Terminó reuniendo aproximadamente 16.000 likes.
El episodio se viralizó y volvió a alimentar las bromas sobre la capacidad de movilización digital del espacio libertario.
Lemoine tampoco escapó a los “ratios”
La diputada nacional Lilia Lemoine también quedó involucrada en este particular fenómeno.
Luego de una publicación política contra la periodista Viviana Canosa, un usuario respondió con la fotografía de una pequeña mortadela.
La imagen terminó reuniendo aproximadamente tres veces más “me gusta” que la publicación de la legisladora.
Lo que comenzó como una provocación humorística terminó transformándose en una estrategia repetida por usuarios opositores para intentar demostrar una pérdida de capacidad de interacción de las cuentas libertarias.
¿Significa esto que Milei perdió apoyo?
No necesariamente.
Los “likes”, reproducciones, comentarios o seguidores no constituyen una encuesta electoral y mucho menos permiten anticipar directamente cómo votará la sociedad.
Una publicación puede viralizarse por humor, rechazo, organización militante o por el funcionamiento del propio algoritmo.
Por eso, que un pastel de papas consiga más likes que un Presidente no demuestra por sí solo una pérdida equivalente de apoyo electoral.
Sin embargo, los episodios adquieren relevancia porque aparecen en un momento en el que diferentes análisis vienen señalando una reducción de las interacciones que históricamente caracterizaron al ecosistema digital libertario.
El caso Cerimedo agregó otro elemento a la discusión
La polémica adquirió además una dimensión mayor después de la situación judicial de Fernando Cerimedo, consultor político que tuvo un papel relevante en la campaña presidencial de Milei.
Cerimedo se encuentra detenido preventivamente en Bolivia e imputado en una investigación por presunta tentativa de feminicidio contra su expareja Nadia Beller. La medida cautelar no constituye una condena y la investigación judicial continúa.
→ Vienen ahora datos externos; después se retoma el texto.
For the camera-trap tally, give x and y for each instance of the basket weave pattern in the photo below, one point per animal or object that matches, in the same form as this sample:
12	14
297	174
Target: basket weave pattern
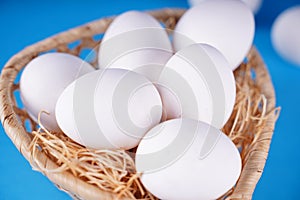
250	129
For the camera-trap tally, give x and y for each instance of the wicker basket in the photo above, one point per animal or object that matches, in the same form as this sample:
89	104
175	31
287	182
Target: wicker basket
256	144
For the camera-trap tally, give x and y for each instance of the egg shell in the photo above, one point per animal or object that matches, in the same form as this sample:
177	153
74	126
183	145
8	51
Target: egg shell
254	5
187	159
135	41
109	109
285	35
43	80
198	83
226	25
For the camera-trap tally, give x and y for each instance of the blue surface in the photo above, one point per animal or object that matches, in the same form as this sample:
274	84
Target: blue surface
25	22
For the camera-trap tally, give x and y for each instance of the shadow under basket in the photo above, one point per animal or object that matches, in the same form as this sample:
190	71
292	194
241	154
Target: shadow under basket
104	174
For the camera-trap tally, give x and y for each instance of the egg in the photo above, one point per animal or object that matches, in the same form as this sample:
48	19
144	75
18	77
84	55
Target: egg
43	80
254	5
187	159
285	35
135	41
198	83
226	25
109	109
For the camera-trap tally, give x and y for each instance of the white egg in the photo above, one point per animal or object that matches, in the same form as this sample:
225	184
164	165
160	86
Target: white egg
187	159
254	5
135	41
198	83
286	35
226	25
109	109
44	79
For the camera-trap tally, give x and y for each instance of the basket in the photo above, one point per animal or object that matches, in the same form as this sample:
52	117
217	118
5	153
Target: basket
250	127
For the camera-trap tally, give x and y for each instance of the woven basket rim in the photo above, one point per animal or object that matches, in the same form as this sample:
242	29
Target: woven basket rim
21	139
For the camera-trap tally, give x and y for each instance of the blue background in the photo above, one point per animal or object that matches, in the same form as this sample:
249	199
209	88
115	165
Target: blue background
25	22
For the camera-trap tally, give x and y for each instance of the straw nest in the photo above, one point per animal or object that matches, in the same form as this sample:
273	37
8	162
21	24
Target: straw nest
106	174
Paralelamente, su detención volvió a poner bajo discusión las denominadas “granjas de bots” y las estructuras de comunicación política digital. Medios internacionales informaron sobre el hallazgo de elementos que motivaron investigaciones acerca de posibles operaciones automatizadas vinculadas a Cerimedo, aunque eso no prueba por sí mismo que las interacciones de las cuentas de Milei hayan sido generadas mayoritariamente por bots.
Esa diferencia es fundamental: una cosa es investigar estructuras de automatización digital y otra afirmar, sin una auditoría técnica específica, qué porcentaje de los seguidores o interacciones de una determinada cuenta son falsos.
De dominar la conversación a convertirse en objeto del meme
Más allá de las bromas, hay un fenómeno político interesante detrás de estas publicaciones.
Las redes fueron decisivas para la construcción de Milei mucho antes de su llegada a la Presidencia. Allí consiguió instalar temas, generar comunidades y disputar la agenda a estructuras políticas tradicionales.
Ahora sus adversarios intentan utilizar esas mismas herramientas contra el oficialismo.
El salamín, el maní y el pastel de papas no tienen valor como medición electoral. Pero sí funcionan como símbolos de una batalla comunicacional que está cambiando.
La verdadera pregunta no es si un plato de comida puede derrotar políticamente a un Presidente.
La pregunta es otra: ¿está perdiendo el oficialismo la capacidad de dominar la conversación digital que fue una de las claves de su crecimiento político?
La respuesta no surgirá solamente contando likes.
Pero los “ratios” que se viralizaron en las últimas semanas muestran que, al menos en las redes, la oposición encontró una nueva manera de disputarle a Milei un territorio que durante mucho tiempo parecía pertenecerle casi exclusivamente.